Date of Award
Summer 8-2018
Degree Type
Thesis
Degree Name
MA Museum Professions
Department
Communication and the Arts
Advisor
Petra ten-Doesschate Chu, Ph.D.
Keywords
museums, multi-sensory, museum visitor, preservation, collections
Abstract
In the late twentieth century, museums moved from a near exclusive focus on researching, collecting and preserving objects to an increased interest in visitors’ experiences and learning. Consequently, today’s museums are re-focused on facilitating engaging connections between visitors and collections. Nonetheless, many current-day museum visitors are dissatisfied with their primarily visual experiences. In order to enhance visitors’ intellectual, emotional and physical connections with objects, this paper argues museums should introduce new ways of visitor interaction with objects through narrative and multi-sensory experiences. By combining discursive and immersive exhibition models, museums can create narratives that emotionally and intellectually involve visitors.

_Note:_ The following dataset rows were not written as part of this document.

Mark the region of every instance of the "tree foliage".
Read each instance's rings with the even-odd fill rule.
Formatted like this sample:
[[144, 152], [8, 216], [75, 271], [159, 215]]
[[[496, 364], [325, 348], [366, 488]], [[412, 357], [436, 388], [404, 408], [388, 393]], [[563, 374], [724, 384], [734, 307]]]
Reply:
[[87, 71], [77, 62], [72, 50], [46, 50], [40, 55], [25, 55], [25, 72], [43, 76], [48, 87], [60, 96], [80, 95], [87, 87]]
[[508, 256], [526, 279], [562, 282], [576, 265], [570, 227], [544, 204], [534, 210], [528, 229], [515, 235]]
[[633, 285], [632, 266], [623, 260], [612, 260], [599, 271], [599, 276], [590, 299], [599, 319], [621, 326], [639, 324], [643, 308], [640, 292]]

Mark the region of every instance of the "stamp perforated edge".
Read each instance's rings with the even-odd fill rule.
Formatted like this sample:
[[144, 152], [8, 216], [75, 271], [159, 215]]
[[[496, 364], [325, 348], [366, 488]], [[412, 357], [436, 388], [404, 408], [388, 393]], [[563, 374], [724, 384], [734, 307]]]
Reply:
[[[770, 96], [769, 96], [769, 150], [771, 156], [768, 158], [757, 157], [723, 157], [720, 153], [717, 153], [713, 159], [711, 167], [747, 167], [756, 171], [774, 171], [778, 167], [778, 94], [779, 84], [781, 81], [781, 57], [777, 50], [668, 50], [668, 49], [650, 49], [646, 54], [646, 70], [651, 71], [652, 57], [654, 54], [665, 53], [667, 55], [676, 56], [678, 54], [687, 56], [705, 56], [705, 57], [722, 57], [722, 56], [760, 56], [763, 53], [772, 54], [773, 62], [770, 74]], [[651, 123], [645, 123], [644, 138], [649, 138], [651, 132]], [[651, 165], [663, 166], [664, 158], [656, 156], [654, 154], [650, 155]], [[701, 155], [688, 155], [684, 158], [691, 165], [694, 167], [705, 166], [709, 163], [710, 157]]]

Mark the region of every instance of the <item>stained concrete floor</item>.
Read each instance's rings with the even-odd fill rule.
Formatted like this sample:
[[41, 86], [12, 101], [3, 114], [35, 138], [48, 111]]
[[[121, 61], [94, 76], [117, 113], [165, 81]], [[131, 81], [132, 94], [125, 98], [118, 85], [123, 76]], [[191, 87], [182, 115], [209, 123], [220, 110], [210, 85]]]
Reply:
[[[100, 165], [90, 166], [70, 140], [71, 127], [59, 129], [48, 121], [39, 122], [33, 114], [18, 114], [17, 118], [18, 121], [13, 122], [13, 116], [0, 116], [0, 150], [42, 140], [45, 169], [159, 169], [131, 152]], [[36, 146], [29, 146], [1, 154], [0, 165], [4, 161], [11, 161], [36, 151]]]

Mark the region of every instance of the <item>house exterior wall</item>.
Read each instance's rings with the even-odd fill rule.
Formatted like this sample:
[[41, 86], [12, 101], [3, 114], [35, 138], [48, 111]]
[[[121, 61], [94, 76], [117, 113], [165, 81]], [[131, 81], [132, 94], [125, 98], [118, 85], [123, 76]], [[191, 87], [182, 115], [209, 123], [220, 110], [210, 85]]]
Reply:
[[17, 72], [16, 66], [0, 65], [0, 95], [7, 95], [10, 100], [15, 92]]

While museums should aim to make visitors’ museum experiences more immersive by incorporating senses in addition to sight, such as touch, hearing, smell and taste, museums must also protect the integrity of their collections. Through a tiered or stratified approach to collections, museums may remain responsible for their collections yet allow visitors to increase their physical, emotional and intellectual access to more diverse types of objects. This paper demonstrates how museums may implement discursive and immersive narratives as well as tiered or stratified, multi-sensory collection experiences in permanent installations, temporary exhibitions and educational programming.
Recommended Citation
Baccaglini, Anna, "Multi-Sensory Museum Experiences: Balancing Objects’ Preservation and Visitors’ Learning" (2018). Seton Hall University Dissertations and Theses (ETDs). 2572.